Yeh I will cut it to fit one of my trays and put it under the White filter media that's already in there. Regarding the batting I actually bought some before you posted your last message off eBay. It says fire retardant so i guess that won't work.

Cheers


----------



## ceg4048 (16 Oct 2010)

Westyggx said:
			
		

> Recently I noticed my water has become a little cloudy and it is nowhere near as clear as my friends planted tank. Please see below image. I'm wondering If it's my filtration system? Any ideas would be appreciated, I've looked into the overfeeding etc and it isn't because of that.


OK, had to study that image for quite a while to make any sense out of it since there was not enough data in the post.

Did you take that picture with the filter turned off and with CO2 off? I hope the answer is "yes" because unless it's an optical illusion, I can see white film on the surface and I can't see any rippling of the surface or bubbles from the diffuser. Is that long gray tube in the back that looks a bit cockeyed a spraybar? It also looks like there is an internal filter in the lower left corner. If the answers to these questions are also "yes" then is it a valid assumption that you are using both an internal filter and an external canister + powerhead on this tank? 

All this should have been clarified in the OP. That's because there are la couple of reasons for cloudy water that have little to do with filter media. For example;
1. Dosing certain trace mixes with hard tap water in tank can result in precipitates which cloud the water. 
2. Uncontrolled ejection of lipids due to poor nutrition/CO2 can result in bacterial blooms that feed on these ejected products. These bacterial blooms are characterized by a milkiness. The poor nutrition could be caused either by poor nutrient dosing/poor CO2 injection rate or by poor flow/distribution.

It's unlikely that the tank would have been clear on day and then cloudy the next simply due to the need for more filter material. What has been the pattern of water clarity? Is the tank newly setup? Some sediments, such as clay based, naturally produce a lot of particulates even if initially washed, but this usually clears with time.
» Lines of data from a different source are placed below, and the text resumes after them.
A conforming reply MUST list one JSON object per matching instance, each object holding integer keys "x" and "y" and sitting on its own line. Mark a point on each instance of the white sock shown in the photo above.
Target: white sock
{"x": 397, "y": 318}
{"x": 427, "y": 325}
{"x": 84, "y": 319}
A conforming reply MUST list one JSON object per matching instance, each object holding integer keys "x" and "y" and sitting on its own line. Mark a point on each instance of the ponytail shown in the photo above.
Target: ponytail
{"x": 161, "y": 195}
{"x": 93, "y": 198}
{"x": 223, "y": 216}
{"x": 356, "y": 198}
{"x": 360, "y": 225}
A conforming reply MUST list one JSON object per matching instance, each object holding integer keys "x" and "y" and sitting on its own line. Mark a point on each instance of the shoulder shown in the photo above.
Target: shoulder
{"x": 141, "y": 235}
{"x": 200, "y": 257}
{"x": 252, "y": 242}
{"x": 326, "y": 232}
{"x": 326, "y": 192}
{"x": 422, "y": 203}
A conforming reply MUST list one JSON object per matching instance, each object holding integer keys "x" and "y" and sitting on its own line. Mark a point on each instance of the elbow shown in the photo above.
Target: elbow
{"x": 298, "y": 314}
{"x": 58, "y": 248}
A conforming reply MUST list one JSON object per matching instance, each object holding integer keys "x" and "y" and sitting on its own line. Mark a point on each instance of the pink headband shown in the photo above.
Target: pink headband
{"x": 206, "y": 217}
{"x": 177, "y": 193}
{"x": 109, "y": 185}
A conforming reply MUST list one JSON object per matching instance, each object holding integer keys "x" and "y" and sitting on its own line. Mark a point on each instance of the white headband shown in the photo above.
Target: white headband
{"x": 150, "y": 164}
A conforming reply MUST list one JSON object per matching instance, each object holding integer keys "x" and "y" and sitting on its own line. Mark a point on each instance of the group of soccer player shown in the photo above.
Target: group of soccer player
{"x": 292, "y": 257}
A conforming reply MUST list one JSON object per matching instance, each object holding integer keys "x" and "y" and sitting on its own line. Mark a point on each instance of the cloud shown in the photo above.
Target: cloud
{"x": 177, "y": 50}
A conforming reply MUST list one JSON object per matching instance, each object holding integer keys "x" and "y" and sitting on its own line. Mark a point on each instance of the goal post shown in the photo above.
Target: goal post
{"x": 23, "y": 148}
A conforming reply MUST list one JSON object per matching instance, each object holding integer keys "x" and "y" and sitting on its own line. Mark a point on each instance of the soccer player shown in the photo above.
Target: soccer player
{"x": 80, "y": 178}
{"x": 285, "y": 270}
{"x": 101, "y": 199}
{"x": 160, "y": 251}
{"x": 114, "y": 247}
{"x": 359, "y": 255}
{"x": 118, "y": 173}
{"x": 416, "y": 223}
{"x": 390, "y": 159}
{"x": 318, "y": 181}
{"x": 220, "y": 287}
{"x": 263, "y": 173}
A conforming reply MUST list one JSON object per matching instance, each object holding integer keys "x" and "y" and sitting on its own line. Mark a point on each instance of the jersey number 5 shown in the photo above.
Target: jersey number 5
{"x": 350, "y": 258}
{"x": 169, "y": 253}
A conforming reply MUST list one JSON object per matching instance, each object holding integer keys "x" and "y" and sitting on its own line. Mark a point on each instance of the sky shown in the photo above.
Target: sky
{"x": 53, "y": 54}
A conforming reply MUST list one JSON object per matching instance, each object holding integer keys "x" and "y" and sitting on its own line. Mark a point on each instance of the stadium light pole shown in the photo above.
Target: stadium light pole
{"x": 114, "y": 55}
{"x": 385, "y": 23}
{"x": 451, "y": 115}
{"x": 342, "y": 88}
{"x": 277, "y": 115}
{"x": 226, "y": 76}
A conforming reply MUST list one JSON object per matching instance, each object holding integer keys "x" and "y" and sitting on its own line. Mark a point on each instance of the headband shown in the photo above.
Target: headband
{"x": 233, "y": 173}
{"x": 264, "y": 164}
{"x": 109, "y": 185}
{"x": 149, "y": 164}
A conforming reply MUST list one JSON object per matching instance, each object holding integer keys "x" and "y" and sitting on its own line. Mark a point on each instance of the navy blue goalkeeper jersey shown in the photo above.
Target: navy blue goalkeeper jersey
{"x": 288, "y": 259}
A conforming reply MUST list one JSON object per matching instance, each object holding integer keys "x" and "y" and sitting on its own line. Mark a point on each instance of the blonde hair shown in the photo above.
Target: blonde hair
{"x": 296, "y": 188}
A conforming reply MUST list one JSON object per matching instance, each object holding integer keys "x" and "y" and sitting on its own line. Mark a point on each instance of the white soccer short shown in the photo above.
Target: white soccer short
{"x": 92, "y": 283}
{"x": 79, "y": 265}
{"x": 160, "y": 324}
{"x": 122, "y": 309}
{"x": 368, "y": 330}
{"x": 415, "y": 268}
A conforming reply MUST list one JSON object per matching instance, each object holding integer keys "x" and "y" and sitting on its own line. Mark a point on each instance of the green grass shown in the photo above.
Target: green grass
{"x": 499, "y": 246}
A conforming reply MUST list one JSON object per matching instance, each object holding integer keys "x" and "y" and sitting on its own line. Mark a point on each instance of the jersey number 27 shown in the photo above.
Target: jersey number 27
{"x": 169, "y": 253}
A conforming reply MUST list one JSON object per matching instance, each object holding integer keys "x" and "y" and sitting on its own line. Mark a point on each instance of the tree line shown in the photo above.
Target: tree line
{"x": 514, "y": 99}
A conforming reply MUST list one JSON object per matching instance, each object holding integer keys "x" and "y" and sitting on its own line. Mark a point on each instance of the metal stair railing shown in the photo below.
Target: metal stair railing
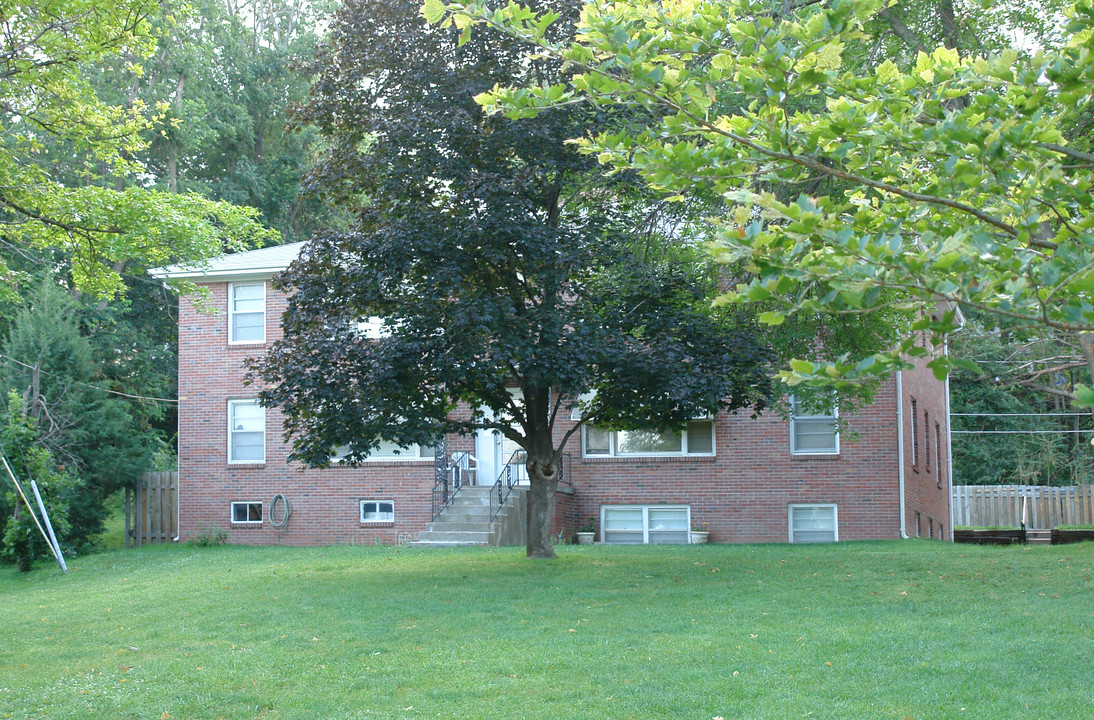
{"x": 510, "y": 477}
{"x": 451, "y": 475}
{"x": 513, "y": 473}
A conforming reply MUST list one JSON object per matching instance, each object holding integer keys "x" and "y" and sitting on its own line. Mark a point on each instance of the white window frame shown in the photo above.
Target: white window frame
{"x": 232, "y": 312}
{"x": 835, "y": 519}
{"x": 834, "y": 417}
{"x": 388, "y": 520}
{"x": 411, "y": 453}
{"x": 683, "y": 452}
{"x": 646, "y": 520}
{"x": 247, "y": 504}
{"x": 232, "y": 404}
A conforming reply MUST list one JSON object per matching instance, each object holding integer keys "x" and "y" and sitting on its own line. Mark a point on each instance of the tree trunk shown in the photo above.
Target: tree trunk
{"x": 543, "y": 478}
{"x": 1086, "y": 346}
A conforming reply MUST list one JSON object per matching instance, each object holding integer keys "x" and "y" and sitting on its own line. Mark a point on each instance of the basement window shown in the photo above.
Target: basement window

In those cases additional media helps, but that photo doesn't look like a clay sediment. Even so, if you didn't do a good job of washing, and if the tank is young, fish digging in the sediment, or hands moving it around to rearrange plants and so forth might kick up particulates to cause the cloudiness.

Assuming the cloudiness was not due to disturbing the sediment, increased mechanical filtration may not be the answer. If the cause of the cloudiness is either chemical or biological, then stuffing your filter with additional material may actually lead to more problems due to reduced flow.  

In any case, if this is a particulate issue then adding more polishing media will definitely help, but if is not a mechanical issue, then you may continue to struggle with this. All I'm saying is that without more data regarding tank configuration, age of the setup, dosing practice, water type and so forth, we cannot assume one cause or another.

Cheers,


----------



## Dolly Sprint 16v (16 Oct 2010)

Hi could you please advise on the substrate / fish within the tank. My thoughts are that you have a sand based substrate and the fish are distrubing the bottom (which cats would do) which in turn is clouding the water.


Clive 
The filter in the left hand corner is the intake strainer for the external filter and behind that on the outside of the tank is a bubble counter, there are bubble being emitted from the diffuser tiny bubbles are visable

Regards
Paul.


----------



## Westyggx (16 Oct 2010)

Apologies on the poor post. I am using my iPhone to post here at the mo, picture is poor due to moderator including the small pic to this thread.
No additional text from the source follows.